When the following project is compiled, I get the following compiler error: (Visual Studio 2010) 1>usingclass.obj : error LNK2019: unresolved external symbol "public: static int __cdecl c1::arrSize(int * const)" (??$arrSize@H@c1@@SAHQAH@Z) referenced in function "public: void __thiscall usingclass::a(void)" (?a@usingclass@@QAEXXZ) Code: Headers: c1.h #pragma once #

2018-06-13 00:11:47

C ++:模板不能从另一个类运行

当编译下面的项目时,出现以下编译器错误:(Visual Studio 2010) 1> usingclass.obj:error LNK2019:在函数“public:void”中引用了无法解析的外部符号“public:static int __cdecl c1 :: arrSize(int * const)”(?? $ arrSize @ H @ c1 @@ SAHQAH @ Z) __thiscall usingclass :: a(void)“(?a @ usingclass @@ QAEXXZ) 码: 头: c1.h #pragma once #include <array> class c1 { c1(void); ~

2018-06-13 00:11:47

C++ code file extension? .cc vs .cpp

I have seen C++ code saved as both .cc and .cpp files.
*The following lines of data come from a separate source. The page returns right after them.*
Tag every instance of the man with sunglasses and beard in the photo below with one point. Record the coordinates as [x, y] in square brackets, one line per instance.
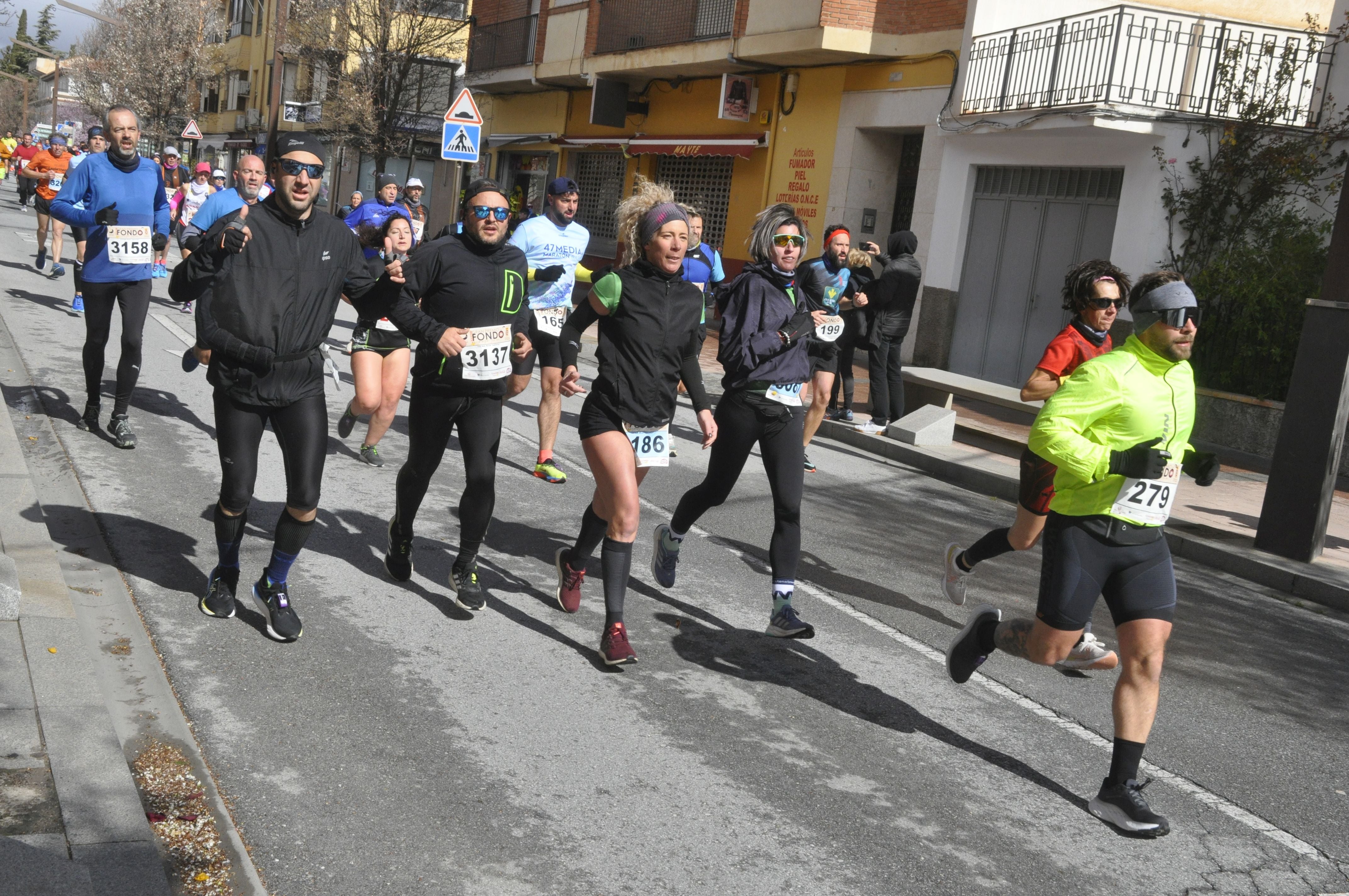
[1119, 431]
[266, 281]
[471, 323]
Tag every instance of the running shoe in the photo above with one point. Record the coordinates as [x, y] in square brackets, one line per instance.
[469, 593]
[964, 656]
[548, 472]
[1086, 654]
[614, 647]
[370, 454]
[1123, 806]
[346, 423]
[786, 624]
[221, 594]
[568, 582]
[663, 558]
[274, 601]
[953, 584]
[120, 430]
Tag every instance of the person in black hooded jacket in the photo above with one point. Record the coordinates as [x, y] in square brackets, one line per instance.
[891, 300]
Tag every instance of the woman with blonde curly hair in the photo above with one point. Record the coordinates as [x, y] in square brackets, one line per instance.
[648, 342]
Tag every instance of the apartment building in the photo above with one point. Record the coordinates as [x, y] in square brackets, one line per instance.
[827, 104]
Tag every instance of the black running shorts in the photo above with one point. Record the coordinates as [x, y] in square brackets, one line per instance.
[1136, 581]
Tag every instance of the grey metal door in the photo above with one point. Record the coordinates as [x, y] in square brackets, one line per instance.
[1028, 226]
Is there a difference between the two? The Google style guide seems to suggest .cc , but provides no explanation. I am mainly concerned with programs on Linux systems. At the end of the day it doesn't matter because C++ compilers can deal with the files in either format. If it's a real issue within your team, flip a coin and m

2018-06-13 00:10:45

C ++代码文件扩展名? .cc vs .cpp

我已经将C ++代码保存为.cc和.cpp文件。 两者有什么不同? 谷歌风格指南似乎暗示.cc ,但没有提供任何解释。 我主要关心Linux系统上的程序。 在一天结束时,这并不重要,因为C ++编译器可以以任何格式处理文件。 如果这是您团队中的一个真实问题,请投掷一枚硬币并继续进行实际工作。 GNU GCC将以下所有内容都识别为C ++文件,无论您是通过gcc还是g ++调用它,都将使用C ++编译: .C , .cc , .cpp , .CPP , .c++ .

2018-06-13 00:10:45

How many bytes does a Xeon bring into the cache per memory access?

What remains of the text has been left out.